By David Dodson , a former Wyoming U.S. Senate candidate and and regular contributor to the Laramie Boomerang.
The Green New Deal is impractical, expensive, unrealistic, and reckless; and when Americans were asked if they support it, 80 percent of registered voters from all parties said yes. To this support the GOP’s official response has been principally sarcasm and contempt, which may be the undoing of the Republican Party and with it Wyoming’s economic future. Let me explain.
A few weeks ago, I had dinner with a Republican senator who told me that based on demographic trends there was a certainty Texas would become Democratic by 2026. He even told me that in his conversations with Jared Kushner, he’d warned the Trump campaign not to take Texas and their 38 electoral votes for granted because the fall may come as soon as 2020. Then he said, “When Texas goes, we’ll be the minority party for a generation.”
A week later, I had dinner with a former senior member of the Democratic National Committee (yes, I have friends in both parties). I told him what I had heard, and he blandly confirmed for me that the eventual fall of Texas was more or less taken for granted by both parties.

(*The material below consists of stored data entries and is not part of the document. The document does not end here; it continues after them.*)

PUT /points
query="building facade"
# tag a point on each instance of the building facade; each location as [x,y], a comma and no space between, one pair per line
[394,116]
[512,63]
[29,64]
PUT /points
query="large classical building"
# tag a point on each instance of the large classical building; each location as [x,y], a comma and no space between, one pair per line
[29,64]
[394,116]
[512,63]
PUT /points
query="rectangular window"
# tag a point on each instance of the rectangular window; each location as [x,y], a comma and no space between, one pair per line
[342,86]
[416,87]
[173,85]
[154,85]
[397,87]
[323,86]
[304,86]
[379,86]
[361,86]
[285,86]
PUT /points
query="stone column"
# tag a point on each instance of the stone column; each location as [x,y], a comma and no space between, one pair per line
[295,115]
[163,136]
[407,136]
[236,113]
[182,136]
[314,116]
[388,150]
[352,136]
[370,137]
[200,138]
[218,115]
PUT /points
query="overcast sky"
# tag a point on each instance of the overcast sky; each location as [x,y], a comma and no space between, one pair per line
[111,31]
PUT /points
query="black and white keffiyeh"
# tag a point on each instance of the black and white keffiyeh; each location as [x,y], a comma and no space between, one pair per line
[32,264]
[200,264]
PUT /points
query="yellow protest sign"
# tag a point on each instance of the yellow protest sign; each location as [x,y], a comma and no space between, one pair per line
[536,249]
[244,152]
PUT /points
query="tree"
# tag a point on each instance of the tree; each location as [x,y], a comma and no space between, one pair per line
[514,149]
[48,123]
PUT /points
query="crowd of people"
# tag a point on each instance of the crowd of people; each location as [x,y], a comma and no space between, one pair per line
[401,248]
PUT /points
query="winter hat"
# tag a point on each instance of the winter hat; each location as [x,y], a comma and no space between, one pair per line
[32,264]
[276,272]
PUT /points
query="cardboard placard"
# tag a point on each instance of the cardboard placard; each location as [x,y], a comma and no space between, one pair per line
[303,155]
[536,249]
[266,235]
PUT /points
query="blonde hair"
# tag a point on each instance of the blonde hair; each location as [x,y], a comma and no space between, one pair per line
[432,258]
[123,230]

We know that no presidential candidate will ever spend more than a refueling stop in Wyoming during a campaign. We have a whopping three votes in the electoral college, which reliably goes to the Republican nominee anyway, and we only have one seat out of 435 in the U.S. House of Representatives. Meanwhile, 49 percent of our land is controlled by the Federal government and one-third of our GDP comes from extraction industries regulated by Washington. If my smart friends from both parties are right about Texas, our state is in for a tough future if we don’t start paying attention to what is happening around us.

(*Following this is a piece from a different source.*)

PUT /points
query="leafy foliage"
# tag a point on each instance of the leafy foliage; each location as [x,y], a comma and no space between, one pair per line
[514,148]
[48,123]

Which brings us back to the Green New Deal.
The GND is really two policy proposals rolled up into one. One half addresses climate change and the other proposes classic socialist economic proposals. The Green New Deal is equal parts wind energy, equal parts guaranteed jobs for anyone. As these details became better known, support among Americans for the plan came down. Nonetheless, nearly 48 percent of Americans still support the Green New Deal and only 28 percent oppose it.
But that alone misses the most important point. Because what many in the GOP fail to recognize is that the reduction in support comes from the socialist economic policies of the GND, not the bill’s energy policies. Support for the environmental proposals in the Green New Deal are still supported by a whopping 72 percent of all voters, including 77 percent of the all-important independent voters. Even Republicans are split almost evenly in their support for the environmental half of the bill.
Just as important, support for the GND’s energy policies is even stronger among young voters. Why Wyoming should care is that youths showed up to the polls in 2018 in record numbers for a mid-term election, and then voted Democratic at a rate three times higher than in the 2014 mid-terms. Of the fifty House races in 2018 that were considered most likely to be influenced by the 18-29 year-old vote, 39 of them were won by Democrats and 30 flipped from Republican to Democrat. It was the youth vote that carried Democratic Senator Tester to victory in Montana, the youth vote that shocked the GOP when it pushed the U.S. Senate race in Mississippi into a run off after a mere 0.9 percent spread in the special general election, and the youth vote that nearly upset Republican Senator Ted Cruz of Texas.
Meanwhile, instead of protecting Wyoming’s future our own Senator Enzi ridicules the GND as outlawing lawnmowers and cows (it does not), and Representative Cheney says will end air transportation (it won’t). Senator Barrasso alone has taken a more reasoned approach, by pointing out that while the details of the GNP are unaffordable and harmful to the economy – which they are – the Green Deal’s underlying goal of reducing greenhouse gas emissions should get serious policy attention by the GOP. Wyoming leaders can to mock the other 72 percent of America and make jokes about the Green New Deal outlawing cow farts, but they’ll be doing so at Wyoming’s expense. Because if Texas falls in the next few years, Wyoming and our three electoral votes simply won’t count when it’s time to set coal and natural gas policy.
With Senator Enzi’s chairmanship of the Budget Committee, and Senator Barrasso’s chairmanship of the Environment and Public Works Committee, Wyoming still has a say in policies that will impact our coal and natural gas industry. But we need to recognize that if the experts I spoke with from Washington are right, that will likely change. The Hall of Fame hockey star Wayne Gretzky once said, “I skate to where the puck is going to be, not where it has been.” It’s clear where the energy puck is going, the question is whether or not Wyoming will be there to score.